Durante l'età dei Vichinghi e nel primo Medioevo gli uomini indossavano una tunica che arrivava fino al ginocchio e, sotto di essa, pantaloni lunghi.
La veste lunga di origine bizantina, divenuta di uso comune nell'Europa centrale durante il sec. 12°, in Scandinavia fu adottata in un primo tempo soltanto dai re e dall'alta nobiltà, ma intorno al 1200 la nuova moda si estese a tutta la classe nobiliare. Tale veste rendeva superflui i pantaloni lunghi, che furono sostituiti da calze, secondo una moda che continuò per tutto il Duecento e parte del Trecento. Gli abiti maschili e femminili duecenteschi e prototrecenteschi si somigliano al punto che nelle raffigurazioni risulta difficile distinguerli: le vesti femminili tuttavia erano di solito lunghe fino a terra, mentre le maschili, più corte, arrivavano alla caviglia o alla metà del polpaccio.
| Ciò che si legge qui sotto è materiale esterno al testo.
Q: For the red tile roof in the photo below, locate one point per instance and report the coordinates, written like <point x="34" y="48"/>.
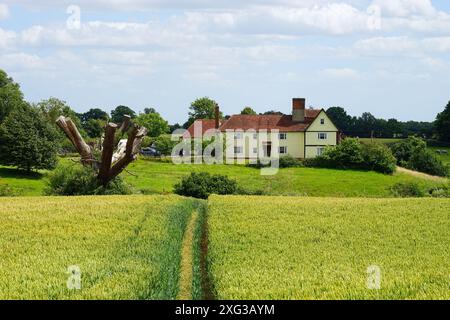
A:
<point x="282" y="123"/>
<point x="206" y="124"/>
L'abito si componeva spesso di parti di colori diversi e, per aumentare ulteriormente l'effetto cromatico, l'interno di certi indumenti veniva foderato con tessuti di colori contrastanti oppure con pelliccia; erano diffuse inoltre le orlature decorative a nastri o a ricami. Già nel sec. 12° e fino al Trecento si usavano abiti composti da due tessuti di colore diverso, uniti nel senso della lunghezza, secondo una moda che si mantenne anche nel 13° e 14° secolo.
È degno di nota il fatto che in Scandinavia si sia conservato, rispetto al resto d'Europa, un maggior numero di abiti medievali, di fondamentale importanza per lo studio delle fogge e i vari stadi di sviluppo che essi rappresentano.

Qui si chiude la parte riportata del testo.